COMMON SIGNS OF ANXIETY

At different times we all experience nervous tension of some degree, and we are all familiar with the more obvious signs of anxiety. However, there is a multitude of ways in which anxiety may manifest itself, and some of these are of such a nature that they often mislead both patient and doctor into the belief that the trouble is due to some organic cause rather than to the disordered function of our mind.

I have seen quite a number of patients who had suffered from long-standing anxiety and nervous tension, and who had become so accustomed to their tensed-up state that they had grown to accept it as normal. Each of these consulted me on account of some bodily symptom, and when I commented on their general state of tension, they denied that they felt tense; and it was only after treatment that they realized that an easier and more relaxed way of life was possible for them. Strangely enough, one of these patients is a well-known surgeon.

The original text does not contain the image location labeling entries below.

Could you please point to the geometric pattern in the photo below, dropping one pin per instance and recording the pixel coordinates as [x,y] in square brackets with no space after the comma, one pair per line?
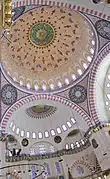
[78,94]
[103,28]
[40,111]
[8,94]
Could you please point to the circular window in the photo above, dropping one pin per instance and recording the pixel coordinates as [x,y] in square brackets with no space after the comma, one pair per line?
[25,142]
[57,139]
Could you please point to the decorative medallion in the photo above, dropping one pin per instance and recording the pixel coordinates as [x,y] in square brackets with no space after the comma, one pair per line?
[73,133]
[8,94]
[103,28]
[25,142]
[43,50]
[41,111]
[42,34]
[57,139]
[94,143]
[80,170]
[78,94]
[18,11]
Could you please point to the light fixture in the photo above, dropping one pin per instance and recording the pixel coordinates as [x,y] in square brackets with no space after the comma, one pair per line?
[73,77]
[109,77]
[13,128]
[85,65]
[93,42]
[33,135]
[46,134]
[52,132]
[21,83]
[77,144]
[67,81]
[107,103]
[69,124]
[89,59]
[67,146]
[82,141]
[79,71]
[11,124]
[52,86]
[44,87]
[28,134]
[108,95]
[36,86]
[59,84]
[92,51]
[73,120]
[40,135]
[17,131]
[28,85]
[22,133]
[108,85]
[58,130]
[72,146]
[64,127]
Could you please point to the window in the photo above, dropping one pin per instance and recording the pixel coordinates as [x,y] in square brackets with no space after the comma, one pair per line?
[69,124]
[47,169]
[58,169]
[11,124]
[46,134]
[13,128]
[42,149]
[64,127]
[28,134]
[73,120]
[77,144]
[32,151]
[22,133]
[40,135]
[33,135]
[52,132]
[67,146]
[58,130]
[17,131]
[72,146]
[82,141]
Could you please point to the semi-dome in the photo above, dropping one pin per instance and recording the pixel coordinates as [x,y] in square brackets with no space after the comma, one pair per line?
[48,48]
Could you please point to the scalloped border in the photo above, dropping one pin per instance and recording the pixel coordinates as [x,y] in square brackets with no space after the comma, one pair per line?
[56,4]
[31,98]
[91,82]
[61,4]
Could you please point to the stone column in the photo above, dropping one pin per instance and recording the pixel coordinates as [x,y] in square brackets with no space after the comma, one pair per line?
[101,147]
[2,157]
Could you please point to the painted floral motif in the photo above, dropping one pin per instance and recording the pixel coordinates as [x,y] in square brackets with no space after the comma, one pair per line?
[80,170]
[8,94]
[78,94]
[42,34]
[41,111]
[18,11]
[103,28]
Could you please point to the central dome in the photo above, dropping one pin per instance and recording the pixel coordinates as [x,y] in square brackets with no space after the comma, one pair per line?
[42,34]
[47,48]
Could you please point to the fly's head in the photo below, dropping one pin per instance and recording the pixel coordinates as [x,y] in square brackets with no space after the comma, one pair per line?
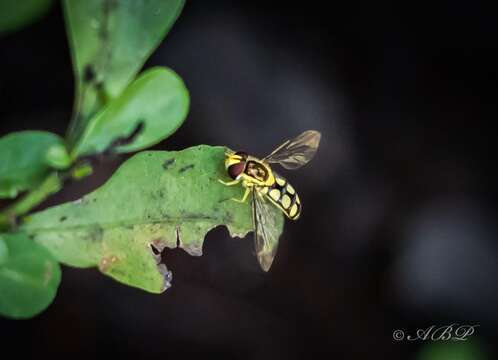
[235,163]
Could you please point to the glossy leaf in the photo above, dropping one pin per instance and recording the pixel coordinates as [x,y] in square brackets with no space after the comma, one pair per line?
[163,199]
[15,14]
[110,41]
[4,252]
[148,111]
[29,277]
[26,158]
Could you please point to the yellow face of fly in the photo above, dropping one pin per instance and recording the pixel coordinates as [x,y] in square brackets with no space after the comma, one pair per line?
[270,189]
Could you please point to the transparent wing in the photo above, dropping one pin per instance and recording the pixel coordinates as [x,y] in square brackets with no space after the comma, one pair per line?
[265,230]
[294,153]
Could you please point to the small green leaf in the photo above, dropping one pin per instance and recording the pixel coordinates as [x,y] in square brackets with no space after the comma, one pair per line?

The surgeon was referred to me by another doctor in the hope that I might be able to help him with a long-standing difficulty with his speech. I could see that he was a tense person, but when I asked him about it, he strongly denied that he was in any way tense, and added that everyone who knew him regarded him as particularly relaxed. His wife was with him at the time, so I asked her to lift up my arm and let it go suddenly. It flopped down with its dead weight on to the arm of my chair. I then asked her to do the same thing with the patient. When she let his arm go it remained stuck up in the air for a moment, held there by the tension in the patient’s muscles. Try as he might, he could not let his arm fall naturally and relaxed.

One day after two or three sessions of the relaxing exercises, he smiled, and said, “I never really knew that I was tense like that.”

Although it has not been completely cured, his speech is much improved, and he has achieved an ease in his ordinary way of life which he had not thought possible.

The signs of anxiety are elusive and may well escape even the physician who does not specialize in this aspect of medicine.